By the way, if I can make a suggestion for AZdecrypt. From what I gather, you use "THE ADVENTURES OF SHERLOCK HOLMES" to build 4-gram stats and then score the plaintext based on that, correct? That probably explains why your solve above was still so far from actual plaintext -- since your corpus likely didn't use any of the zodiac sign names. You can improve the solve rate quite a bit by using a more comprehensive 4-gram stats from a bigger corpus, and you can get an even bigger improvement if you switch to 5-gram stats. You can get that data from here, for example:
http://practicalcryptography.com/crypta ... equencies/
Re: Not all homophonic substitutions can be auto-solved

Posted:
Wed Jul 08, 2015 8:13 am
by Jarlve
hey daikon,
I used a version of AZdecrypt that is in development which can use up to 6-grams drawn from a new 90 megabyte corpus (Project Gutenberg books). 5-grams were used to solve your second cipher. Yes, it would probably be worthwhile to draw from even a bigger and more diverse source. 4-grams are used for all current versions of AZdecrypt out there because they provide a very good ratio between solving power and speed. I like the website Practical Cryptography allot and have used its information since the start of writing the first iteration of my solver.

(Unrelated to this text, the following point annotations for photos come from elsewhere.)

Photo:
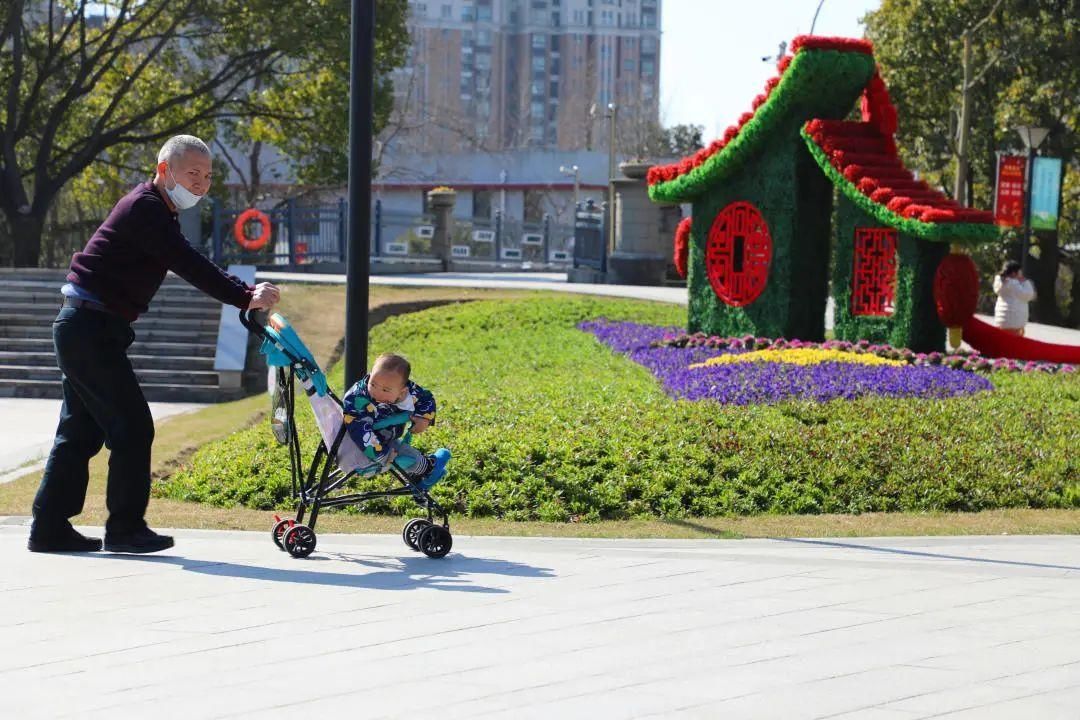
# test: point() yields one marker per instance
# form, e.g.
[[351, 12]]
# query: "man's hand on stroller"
[[266, 296]]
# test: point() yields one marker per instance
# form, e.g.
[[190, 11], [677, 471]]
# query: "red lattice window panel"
[[738, 254], [874, 280]]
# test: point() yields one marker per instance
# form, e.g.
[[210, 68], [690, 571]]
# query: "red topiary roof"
[[664, 173], [867, 159]]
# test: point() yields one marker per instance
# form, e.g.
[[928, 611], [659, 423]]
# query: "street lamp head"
[[1031, 136]]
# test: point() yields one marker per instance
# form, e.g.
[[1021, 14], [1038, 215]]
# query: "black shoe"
[[140, 541], [66, 540]]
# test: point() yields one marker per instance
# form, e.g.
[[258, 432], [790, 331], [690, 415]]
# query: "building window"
[[534, 205], [874, 279], [482, 204]]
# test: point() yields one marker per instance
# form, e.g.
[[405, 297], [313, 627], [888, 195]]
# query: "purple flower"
[[746, 383]]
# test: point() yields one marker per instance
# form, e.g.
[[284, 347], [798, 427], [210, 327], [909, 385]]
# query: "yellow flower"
[[798, 356]]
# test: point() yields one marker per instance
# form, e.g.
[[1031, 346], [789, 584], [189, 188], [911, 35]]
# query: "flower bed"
[[671, 357]]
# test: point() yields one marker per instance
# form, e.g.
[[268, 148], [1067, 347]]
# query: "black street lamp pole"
[[361, 97]]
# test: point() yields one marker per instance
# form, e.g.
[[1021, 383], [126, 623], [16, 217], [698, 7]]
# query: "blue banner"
[[1045, 191]]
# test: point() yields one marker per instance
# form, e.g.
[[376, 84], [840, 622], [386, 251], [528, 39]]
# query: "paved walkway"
[[27, 426], [228, 626]]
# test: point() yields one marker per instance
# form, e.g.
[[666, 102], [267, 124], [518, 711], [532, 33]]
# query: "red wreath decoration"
[[738, 254], [956, 289], [240, 230], [682, 246]]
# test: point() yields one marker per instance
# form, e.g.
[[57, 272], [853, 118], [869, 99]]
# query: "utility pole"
[[361, 99], [611, 113], [963, 133]]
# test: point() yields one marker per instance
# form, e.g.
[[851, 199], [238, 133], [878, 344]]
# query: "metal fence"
[[319, 233]]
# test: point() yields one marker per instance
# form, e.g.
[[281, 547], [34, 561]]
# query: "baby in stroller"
[[386, 392]]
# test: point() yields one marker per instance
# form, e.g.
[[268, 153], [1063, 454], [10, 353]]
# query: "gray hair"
[[178, 146]]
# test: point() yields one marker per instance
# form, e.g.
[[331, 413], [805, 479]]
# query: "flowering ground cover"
[[548, 423], [707, 371]]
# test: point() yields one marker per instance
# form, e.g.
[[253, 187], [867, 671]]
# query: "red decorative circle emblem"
[[738, 254]]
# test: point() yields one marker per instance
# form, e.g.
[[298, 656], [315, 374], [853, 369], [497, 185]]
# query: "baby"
[[387, 391]]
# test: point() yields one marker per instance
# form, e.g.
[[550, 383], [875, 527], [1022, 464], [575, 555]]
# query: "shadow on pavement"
[[454, 572], [940, 556]]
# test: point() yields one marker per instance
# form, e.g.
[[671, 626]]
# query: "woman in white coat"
[[1014, 291]]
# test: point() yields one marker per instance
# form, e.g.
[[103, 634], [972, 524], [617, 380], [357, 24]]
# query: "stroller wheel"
[[413, 530], [434, 541], [299, 541], [279, 531]]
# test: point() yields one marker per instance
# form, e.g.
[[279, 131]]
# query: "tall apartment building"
[[501, 75]]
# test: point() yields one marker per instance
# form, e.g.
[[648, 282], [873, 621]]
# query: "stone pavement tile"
[[839, 695], [1036, 707], [229, 617], [1044, 679], [1015, 657], [875, 714], [950, 700]]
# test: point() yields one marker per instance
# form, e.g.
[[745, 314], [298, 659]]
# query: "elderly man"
[[110, 283]]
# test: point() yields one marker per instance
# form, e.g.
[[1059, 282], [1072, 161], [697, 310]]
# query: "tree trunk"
[[26, 231], [1044, 279]]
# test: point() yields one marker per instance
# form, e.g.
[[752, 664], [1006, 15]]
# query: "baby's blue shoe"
[[442, 457]]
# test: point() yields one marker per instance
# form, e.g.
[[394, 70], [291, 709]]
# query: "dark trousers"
[[103, 404]]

I don't think the second part is mostly unreadable.
pathan the ecliptic passes through thirteen consteelations
the twelve traditionol gadiac consteelations plus ophimchus
which interfects between scorpia and sagittorius twelve signs
of godiac are first aries second tamrus third gemini nourth
concer fifth eea sifth virgo seventh libra eighth scorpio addition
alaphimchus ninth sagittorius tenth capricorn eleventh admarius
tweenth pisces godiac
Re: Not all homophonic substitutions can be auto-solved

Posted:
Wed Jul 08, 2015 6:54 pm
by daikon
Jarlve,
Fair enough, apparently I'm not too good at parsing continuous streams of letters into English words. Probably just not enough experience doing that over and over again, compared to you. :)

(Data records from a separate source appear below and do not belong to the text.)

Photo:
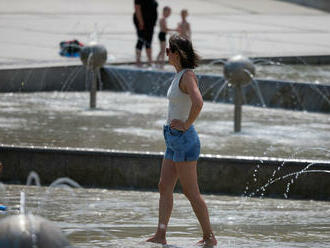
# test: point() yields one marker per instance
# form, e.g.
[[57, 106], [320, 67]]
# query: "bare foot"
[[158, 240], [208, 241]]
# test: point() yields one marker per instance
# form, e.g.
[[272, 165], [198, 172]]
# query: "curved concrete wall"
[[135, 170], [275, 93]]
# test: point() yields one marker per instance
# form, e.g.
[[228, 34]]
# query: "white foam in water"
[[111, 218], [134, 122]]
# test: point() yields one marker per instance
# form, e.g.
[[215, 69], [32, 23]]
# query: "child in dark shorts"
[[162, 35]]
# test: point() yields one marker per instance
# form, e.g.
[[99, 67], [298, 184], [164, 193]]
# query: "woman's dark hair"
[[188, 57]]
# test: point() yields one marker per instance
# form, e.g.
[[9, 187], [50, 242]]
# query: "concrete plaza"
[[31, 30]]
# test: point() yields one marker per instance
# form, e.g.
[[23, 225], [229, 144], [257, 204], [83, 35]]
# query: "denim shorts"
[[181, 146]]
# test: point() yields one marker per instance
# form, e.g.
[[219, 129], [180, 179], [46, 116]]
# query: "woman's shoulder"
[[189, 74]]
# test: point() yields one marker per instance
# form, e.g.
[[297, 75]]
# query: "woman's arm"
[[138, 13], [189, 86]]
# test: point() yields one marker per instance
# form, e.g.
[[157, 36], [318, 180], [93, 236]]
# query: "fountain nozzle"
[[239, 70], [93, 56]]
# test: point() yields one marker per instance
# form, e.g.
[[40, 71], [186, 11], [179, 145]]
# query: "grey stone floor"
[[31, 30]]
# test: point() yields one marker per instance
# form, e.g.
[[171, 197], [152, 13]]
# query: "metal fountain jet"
[[239, 71], [93, 56]]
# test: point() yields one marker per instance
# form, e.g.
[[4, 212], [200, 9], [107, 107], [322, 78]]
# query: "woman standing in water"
[[182, 142]]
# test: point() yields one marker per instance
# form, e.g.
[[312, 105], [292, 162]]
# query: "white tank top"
[[179, 102]]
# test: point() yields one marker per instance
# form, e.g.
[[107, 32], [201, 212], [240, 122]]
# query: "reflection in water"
[[110, 218], [127, 121]]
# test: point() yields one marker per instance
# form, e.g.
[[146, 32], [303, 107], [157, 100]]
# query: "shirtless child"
[[162, 35], [184, 26]]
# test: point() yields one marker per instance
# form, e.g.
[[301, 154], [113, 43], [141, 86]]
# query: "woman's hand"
[[178, 125]]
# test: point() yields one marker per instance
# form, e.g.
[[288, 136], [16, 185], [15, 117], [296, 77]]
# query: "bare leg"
[[187, 174], [168, 179], [138, 57], [149, 55]]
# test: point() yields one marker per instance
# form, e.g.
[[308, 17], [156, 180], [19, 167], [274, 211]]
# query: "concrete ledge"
[[136, 170], [318, 4], [275, 93]]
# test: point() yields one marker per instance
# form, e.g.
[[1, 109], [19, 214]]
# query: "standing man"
[[145, 18]]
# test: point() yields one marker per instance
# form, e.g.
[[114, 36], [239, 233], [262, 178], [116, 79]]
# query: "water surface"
[[112, 218], [132, 122]]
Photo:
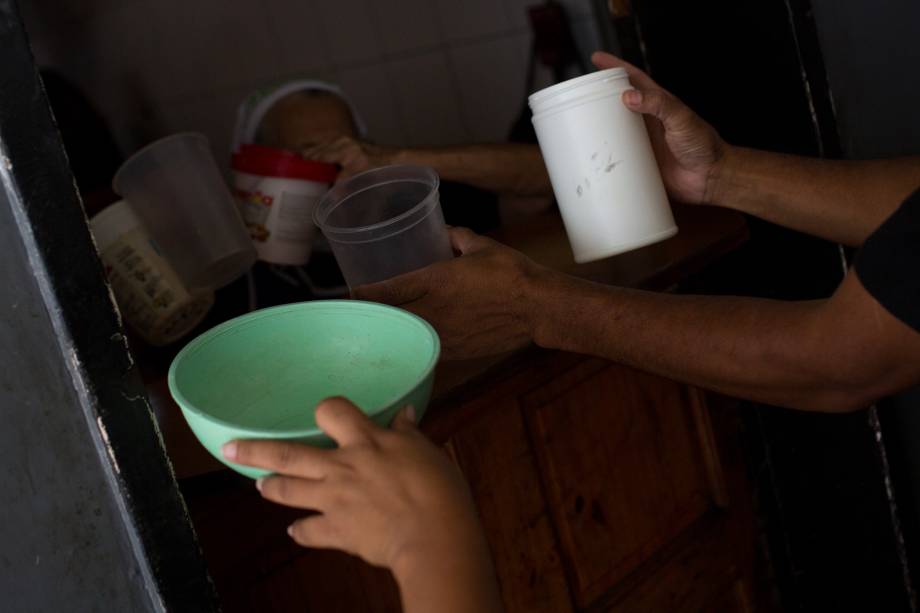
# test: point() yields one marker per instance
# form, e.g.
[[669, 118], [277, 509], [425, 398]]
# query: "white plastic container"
[[277, 191], [601, 165], [148, 291]]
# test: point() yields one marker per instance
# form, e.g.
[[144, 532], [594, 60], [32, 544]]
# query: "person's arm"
[[513, 169], [827, 355], [388, 496], [837, 354], [843, 201]]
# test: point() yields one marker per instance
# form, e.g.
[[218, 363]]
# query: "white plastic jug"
[[601, 165]]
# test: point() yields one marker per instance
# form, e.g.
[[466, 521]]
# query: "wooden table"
[[600, 488], [705, 234]]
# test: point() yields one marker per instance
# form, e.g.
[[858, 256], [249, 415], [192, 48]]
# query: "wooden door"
[[604, 488]]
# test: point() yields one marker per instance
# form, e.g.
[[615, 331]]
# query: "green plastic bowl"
[[260, 376]]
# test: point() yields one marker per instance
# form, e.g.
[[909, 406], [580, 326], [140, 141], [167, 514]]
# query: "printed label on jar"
[[149, 293], [256, 209]]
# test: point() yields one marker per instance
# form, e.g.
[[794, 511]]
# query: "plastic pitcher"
[[176, 189]]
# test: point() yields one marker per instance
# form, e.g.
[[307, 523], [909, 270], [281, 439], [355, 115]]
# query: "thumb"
[[343, 421], [405, 420], [637, 77], [396, 291], [657, 103]]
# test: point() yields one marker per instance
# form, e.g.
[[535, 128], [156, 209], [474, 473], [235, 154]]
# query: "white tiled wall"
[[420, 71]]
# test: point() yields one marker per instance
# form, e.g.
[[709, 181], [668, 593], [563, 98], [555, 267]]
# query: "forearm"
[[843, 201], [460, 580], [760, 350], [503, 168]]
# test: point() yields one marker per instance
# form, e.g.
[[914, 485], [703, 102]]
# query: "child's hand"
[[388, 496]]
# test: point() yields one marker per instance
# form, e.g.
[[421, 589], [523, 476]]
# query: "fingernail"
[[634, 97], [229, 450]]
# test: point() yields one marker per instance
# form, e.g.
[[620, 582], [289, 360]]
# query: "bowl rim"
[[218, 330]]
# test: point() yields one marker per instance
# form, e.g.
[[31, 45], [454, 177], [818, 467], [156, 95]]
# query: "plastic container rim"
[[380, 224], [196, 135], [545, 94]]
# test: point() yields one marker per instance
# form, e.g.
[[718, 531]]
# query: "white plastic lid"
[[585, 85]]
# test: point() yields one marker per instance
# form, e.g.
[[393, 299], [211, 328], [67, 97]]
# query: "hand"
[[689, 151], [353, 156], [477, 302], [388, 496]]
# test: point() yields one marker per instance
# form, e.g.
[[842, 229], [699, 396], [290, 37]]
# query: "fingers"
[[405, 420], [293, 491], [343, 421], [315, 532], [281, 457], [464, 240], [637, 77], [396, 291], [657, 103]]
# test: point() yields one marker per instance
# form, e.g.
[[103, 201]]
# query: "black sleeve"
[[889, 263]]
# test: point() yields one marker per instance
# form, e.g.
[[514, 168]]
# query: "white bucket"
[[148, 291], [601, 165], [277, 191]]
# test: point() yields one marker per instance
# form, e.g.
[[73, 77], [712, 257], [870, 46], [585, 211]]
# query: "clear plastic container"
[[149, 294], [384, 222], [601, 165], [176, 189]]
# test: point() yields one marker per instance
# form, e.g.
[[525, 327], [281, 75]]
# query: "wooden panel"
[[321, 581], [623, 467], [494, 455], [697, 572]]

Using 6-grams to score solves would be awesome and I think should improve AZD even more. Although I think 90 Mb corpus would be too small. Practical Cryptography data used 4+ Gb corpus. Although for some reason if you add up all counts for 3-grams you get 4,274,127,909, for 4-grams you get 4,224,127,912, and 5-grams = 4,174,127,916. Perhaps they didn't cross sentence boundaries when counting N-grams, so you get higher counts for lower Ns?
By the way, which algorithm are you using in AZD? Hill-climb? Simulated annealing? Genetic algorithm? Something else?

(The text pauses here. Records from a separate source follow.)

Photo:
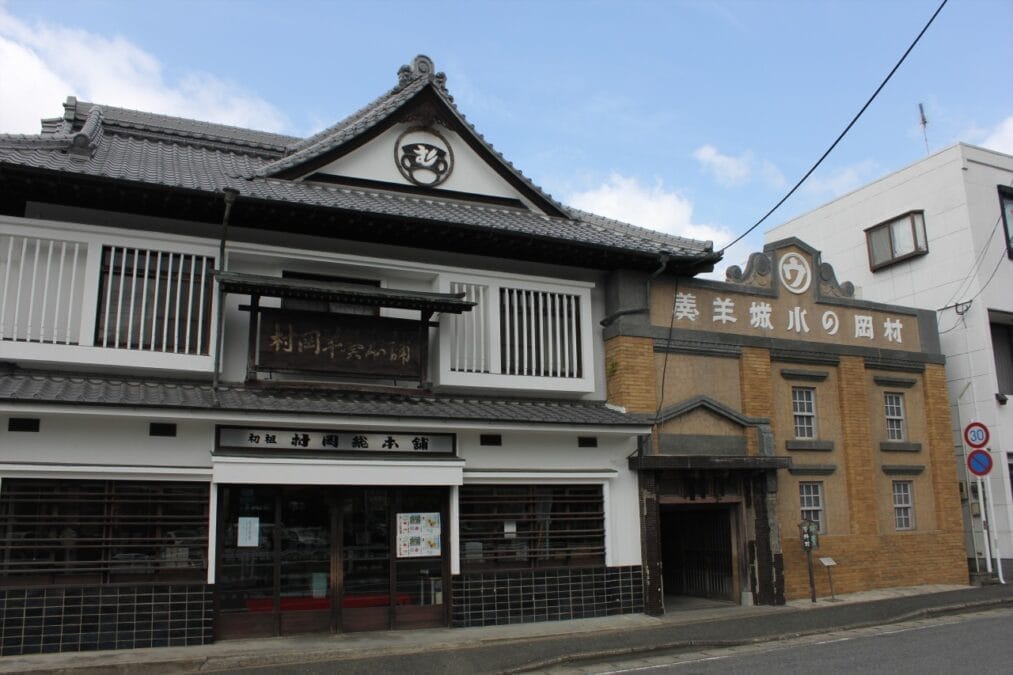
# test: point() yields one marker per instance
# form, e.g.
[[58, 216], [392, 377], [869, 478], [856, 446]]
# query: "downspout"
[[230, 195]]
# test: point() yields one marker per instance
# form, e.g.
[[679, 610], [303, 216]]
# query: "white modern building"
[[938, 234]]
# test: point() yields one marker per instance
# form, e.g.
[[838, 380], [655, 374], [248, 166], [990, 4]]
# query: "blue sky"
[[689, 117]]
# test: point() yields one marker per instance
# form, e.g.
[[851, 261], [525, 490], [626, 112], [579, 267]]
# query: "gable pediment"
[[413, 140]]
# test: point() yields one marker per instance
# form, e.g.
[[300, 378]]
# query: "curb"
[[697, 644]]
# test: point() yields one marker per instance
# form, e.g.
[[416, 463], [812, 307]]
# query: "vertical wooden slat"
[[200, 319], [31, 296], [133, 300], [120, 296], [176, 311], [70, 295], [20, 277], [144, 300], [46, 291], [154, 300], [60, 292]]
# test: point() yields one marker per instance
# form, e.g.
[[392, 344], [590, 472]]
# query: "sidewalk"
[[532, 646]]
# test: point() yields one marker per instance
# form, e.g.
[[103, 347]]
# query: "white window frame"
[[904, 505], [905, 237], [810, 503], [803, 413], [893, 410]]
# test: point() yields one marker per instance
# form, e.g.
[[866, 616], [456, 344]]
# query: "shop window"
[[895, 423], [803, 407], [154, 300], [897, 239], [505, 527], [323, 305], [904, 505], [1002, 350], [102, 531], [810, 500]]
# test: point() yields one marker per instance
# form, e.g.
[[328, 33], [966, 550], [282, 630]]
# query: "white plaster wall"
[[82, 440], [966, 260], [376, 161], [555, 455]]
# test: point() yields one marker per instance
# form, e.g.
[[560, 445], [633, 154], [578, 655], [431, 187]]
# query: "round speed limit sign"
[[977, 435]]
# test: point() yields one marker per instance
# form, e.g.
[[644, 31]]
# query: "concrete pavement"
[[517, 648]]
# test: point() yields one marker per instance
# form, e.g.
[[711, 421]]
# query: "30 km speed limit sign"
[[976, 435]]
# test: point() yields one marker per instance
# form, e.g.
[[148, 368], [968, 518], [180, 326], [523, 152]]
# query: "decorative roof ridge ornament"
[[421, 67]]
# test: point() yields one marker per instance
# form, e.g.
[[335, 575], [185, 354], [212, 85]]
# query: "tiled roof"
[[61, 389], [159, 150]]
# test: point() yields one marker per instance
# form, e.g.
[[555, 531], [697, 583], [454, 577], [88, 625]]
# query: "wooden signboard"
[[347, 344]]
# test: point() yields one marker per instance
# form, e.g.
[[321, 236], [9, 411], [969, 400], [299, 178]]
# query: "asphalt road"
[[973, 643]]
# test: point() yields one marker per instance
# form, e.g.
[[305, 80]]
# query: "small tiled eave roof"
[[280, 287], [73, 390], [413, 79]]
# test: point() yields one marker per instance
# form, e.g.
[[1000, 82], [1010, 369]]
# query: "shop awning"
[[322, 471]]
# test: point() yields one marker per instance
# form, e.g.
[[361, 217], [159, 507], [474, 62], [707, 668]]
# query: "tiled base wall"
[[104, 617], [545, 595]]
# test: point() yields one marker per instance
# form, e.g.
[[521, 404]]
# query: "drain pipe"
[[230, 195]]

Re: Not all homophonic substitutions can be auto-solved

Posted:
Thu Jul 09, 2015 12:07 pm
by Jarlve
daikon,
This is a new solve using 5-grams from Practical Cryptography.
path of the ecliptic passes through thirteen constellations
the twelve traditional bodiac constellations plus ophimchus
which interfects between scorpio and sagittarius twelve signs
of bodiac are first aries second tamrus third gemini fourth
cancer fifth leo sinth virgo seventh libra eighth scorpio addition
alophimchus ninth sagittarius tenth capricorn eleventh atmarius
twelfth pisces bodiac
It's certainly better and on first impression cipher recovery rate improved as well. Your tip has panned out, thank you. Though the program loses the flexibility to manipulate n-grams at start-up, for instance slightly randomizing or removing characters from the corpus. Which has proven valuable for smokie_treats's wildcard hypothesis.
I don't want to go to much into program details but it's very similar to simulated annealing (performs about the same also) and it was something I came up with myself before I even learned of SA. In general my program has not much intelligence and relies on it's speed.